Sliding Window

Time Limit: 12000MS	Memory Limit: 65536K
Total Submissions: 68816	Accepted: 19510
Case Time Limit: 5000MS

Description

An array of size n ≤ 10⁶ is given to you. There is a sliding window of size k which is moving from the very left of the array to the very right. You can only see the k numbers in the window. Each time the sliding window moves rightwards by one position. Following is an example: 
The array is [1 3 -1 -3 5 3 6 7], and k is 3.

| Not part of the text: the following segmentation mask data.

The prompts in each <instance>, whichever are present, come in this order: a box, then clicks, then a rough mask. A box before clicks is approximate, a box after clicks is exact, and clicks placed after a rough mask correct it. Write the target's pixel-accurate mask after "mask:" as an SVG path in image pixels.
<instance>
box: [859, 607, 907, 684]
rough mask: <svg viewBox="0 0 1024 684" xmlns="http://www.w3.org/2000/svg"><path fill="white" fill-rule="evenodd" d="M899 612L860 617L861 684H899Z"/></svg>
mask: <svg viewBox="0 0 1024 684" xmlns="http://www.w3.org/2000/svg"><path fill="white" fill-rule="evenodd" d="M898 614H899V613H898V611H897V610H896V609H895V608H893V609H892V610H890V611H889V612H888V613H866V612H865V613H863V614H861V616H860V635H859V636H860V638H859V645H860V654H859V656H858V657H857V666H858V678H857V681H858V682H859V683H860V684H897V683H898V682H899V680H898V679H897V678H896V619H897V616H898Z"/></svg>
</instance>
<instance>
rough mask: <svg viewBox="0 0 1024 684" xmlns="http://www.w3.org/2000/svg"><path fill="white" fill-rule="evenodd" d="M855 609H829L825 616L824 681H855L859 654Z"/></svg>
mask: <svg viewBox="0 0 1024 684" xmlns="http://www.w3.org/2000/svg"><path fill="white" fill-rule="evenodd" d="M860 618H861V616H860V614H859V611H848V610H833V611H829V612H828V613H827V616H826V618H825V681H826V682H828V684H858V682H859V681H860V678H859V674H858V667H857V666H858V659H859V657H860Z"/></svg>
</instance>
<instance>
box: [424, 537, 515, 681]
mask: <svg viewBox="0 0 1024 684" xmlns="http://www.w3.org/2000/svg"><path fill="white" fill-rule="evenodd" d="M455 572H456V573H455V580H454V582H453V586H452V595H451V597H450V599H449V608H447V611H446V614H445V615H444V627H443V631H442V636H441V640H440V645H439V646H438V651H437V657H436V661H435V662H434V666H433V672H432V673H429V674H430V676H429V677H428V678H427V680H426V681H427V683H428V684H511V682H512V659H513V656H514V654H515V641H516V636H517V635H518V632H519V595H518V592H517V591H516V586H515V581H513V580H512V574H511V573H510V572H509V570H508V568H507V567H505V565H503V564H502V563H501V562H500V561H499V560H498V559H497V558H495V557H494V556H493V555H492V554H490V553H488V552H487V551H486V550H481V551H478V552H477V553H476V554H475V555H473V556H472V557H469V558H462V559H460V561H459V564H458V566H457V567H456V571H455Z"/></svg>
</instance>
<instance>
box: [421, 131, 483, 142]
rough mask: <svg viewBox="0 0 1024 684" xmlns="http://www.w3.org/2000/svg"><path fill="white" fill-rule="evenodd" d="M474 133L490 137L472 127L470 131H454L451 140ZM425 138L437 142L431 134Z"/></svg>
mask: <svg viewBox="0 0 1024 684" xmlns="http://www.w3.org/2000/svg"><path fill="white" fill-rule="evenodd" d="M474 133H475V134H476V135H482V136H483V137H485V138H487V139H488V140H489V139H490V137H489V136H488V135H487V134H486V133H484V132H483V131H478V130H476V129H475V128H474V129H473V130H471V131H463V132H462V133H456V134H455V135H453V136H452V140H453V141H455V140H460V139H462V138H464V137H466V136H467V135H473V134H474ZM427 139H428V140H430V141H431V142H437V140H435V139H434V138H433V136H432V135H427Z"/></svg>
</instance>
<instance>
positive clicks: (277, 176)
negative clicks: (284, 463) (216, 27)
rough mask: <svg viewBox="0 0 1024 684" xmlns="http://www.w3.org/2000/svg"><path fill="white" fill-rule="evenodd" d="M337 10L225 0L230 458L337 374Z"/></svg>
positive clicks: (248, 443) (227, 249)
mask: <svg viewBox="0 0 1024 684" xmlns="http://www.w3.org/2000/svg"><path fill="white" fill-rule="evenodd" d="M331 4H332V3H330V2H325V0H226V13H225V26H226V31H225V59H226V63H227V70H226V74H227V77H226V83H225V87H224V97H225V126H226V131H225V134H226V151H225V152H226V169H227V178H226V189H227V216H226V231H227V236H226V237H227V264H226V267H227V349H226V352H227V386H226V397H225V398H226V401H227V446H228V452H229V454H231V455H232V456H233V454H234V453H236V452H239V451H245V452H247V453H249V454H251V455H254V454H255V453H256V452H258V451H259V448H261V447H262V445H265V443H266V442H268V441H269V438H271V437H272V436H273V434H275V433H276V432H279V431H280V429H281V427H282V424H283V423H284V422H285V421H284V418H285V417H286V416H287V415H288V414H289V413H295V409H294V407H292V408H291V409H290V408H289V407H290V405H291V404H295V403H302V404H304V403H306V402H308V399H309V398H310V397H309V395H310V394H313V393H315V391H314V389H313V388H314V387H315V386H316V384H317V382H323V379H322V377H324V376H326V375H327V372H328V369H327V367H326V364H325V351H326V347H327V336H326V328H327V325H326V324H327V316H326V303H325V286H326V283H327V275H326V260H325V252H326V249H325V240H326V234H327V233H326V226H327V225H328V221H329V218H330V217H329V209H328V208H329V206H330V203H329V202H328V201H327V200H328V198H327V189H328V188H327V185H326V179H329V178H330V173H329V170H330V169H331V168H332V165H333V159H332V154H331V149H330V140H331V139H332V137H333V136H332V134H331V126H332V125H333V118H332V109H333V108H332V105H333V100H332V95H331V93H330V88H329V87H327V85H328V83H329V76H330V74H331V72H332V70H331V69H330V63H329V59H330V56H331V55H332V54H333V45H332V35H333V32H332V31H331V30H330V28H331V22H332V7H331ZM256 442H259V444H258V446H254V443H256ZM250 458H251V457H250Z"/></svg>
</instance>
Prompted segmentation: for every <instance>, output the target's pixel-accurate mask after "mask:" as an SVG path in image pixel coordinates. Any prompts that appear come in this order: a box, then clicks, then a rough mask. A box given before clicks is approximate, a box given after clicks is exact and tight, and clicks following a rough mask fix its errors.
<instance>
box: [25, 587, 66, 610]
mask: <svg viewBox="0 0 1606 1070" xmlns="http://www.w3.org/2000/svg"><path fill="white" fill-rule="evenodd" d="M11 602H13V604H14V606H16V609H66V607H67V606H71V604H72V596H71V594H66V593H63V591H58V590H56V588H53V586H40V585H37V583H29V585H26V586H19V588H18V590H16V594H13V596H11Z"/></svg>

Window position	Minimum value	Maximum value
[1  3  -1] -3  5  3  6  7	-1	3
1 [3  -1  -3] 5  3  6  7	-3	3
1  3 [-1  -3  5] 3  6  7	-3	5
1  3  -1 [-3  5  3] 6  7	-3	5
1  3  -1  -3 [5  3  6] 7	3	6
1  3  -1  -3  5 [3  6  7]	3	7

Your task is to determine the maximum and minimum values in the sliding window at each position. 

Input

The input consists of two lines. The first line contains two integers n and k which are the lengths of the array and the sliding window. There are n integers in the second line. 

Output

There are two lines in the output. The first line gives the minimum values in the window at each position, from left to right, respectively. The second line gives the maximum values. 

Sample Input

8 3
1 3 -1 -3 5 3 6 7

Sample Output

-1 -3 -3 -3 3 3
3 3 5 5 6 7

Source

用線段樹維護一個區間的最大值最小值即可

#include <cstdio>
#include <cstring>
#include <iostream>
using namespace std;
//#define dbg(x) cout<<#x<<" = "<< (x)<< endl
const int MAX_N = 2222222;
int ans_MAX[MAX_N],ans_MIN[MAX_N];
struct node {
   int ans_max;
   int ans_min;
};
int MAX[MAX_N<<2],MIN[MAX_N<<2];
int Max(int a,int b){
   if(a>b) return a;
   else return b;
}
int Min(int a,int b){
   if(a<b) return a;
   else return b;
}
void up(int p){
   MAX[p] = Max(MAX[p*2],MAX[p*2+1]);
   MIN[p] = Min(MIN[p*2],MIN[p*2+1]);
}
void build(int p,int l,int r){
   if(l==r){
    scanf("%d",&MAX[p]);
    MIN[p] = MAX[p];
    return;
   }
   int mid = (l+r)>>1;
   build(p*2,l,mid);
   build(p*2+1,mid+1,r);
   up(p);
}
node query(int p,int l,int r,int x,int y){
   if(x<=l&&r<=y){
    node tmp;
    tmp.ans_max = MAX[p];
    tmp.ans_min = MIN[p];
    return tmp;
   }
   int mid = (l+r)>>1;
   node tmp1,tmp2,ans_tmp;
   tmp1.ans_max =tmp2.ans_max = -0x3f3f3f3f;
   tmp1.ans_min = tmp2.ans_min = 0x3f3ff3f;
   if(x<=mid){
    tmp1 = query(p*2,l,mid,x,y);
   }
   if(y>mid) tmp2 = query(p*2+1,mid+1,r,x,y);
   ans_tmp.ans_max=Max(tmp1.ans_max,tmp2.ans_max);
   ans_tmp.ans_min=Min(tmp1.ans_min,tmp2.ans_min);
   return ans_tmp;
}
int main(){
    int n,k;
    scanf("%d%d",&n,&k);
    build(1,1,n);
    int cnt = 0;
    for(int i=1;i<=n-k+1;i++){
        ans_MAX[cnt] = query(1,1,n,i,i+k-1).ans_max;
        ans_MIN[cnt] = query(1,1,n,i,i+k-1).ans_min;
        //dbg(query(1,1,n,i,i+k-1).ans_max);
        cnt++;
        //dbg(i);
    }
    for(int i=0;i<cnt;i++){
        i==cnt-1?printf("%d\n",ans_MIN[i]):printf("%d ",ans_MIN[i]);
    }
    for(int i=0;i<cnt;i++){
        i==cnt-1?printf("%d\n",ans_MAX[i]):printf("%d ",ans_MAX[i]);
    }
    return 0;
}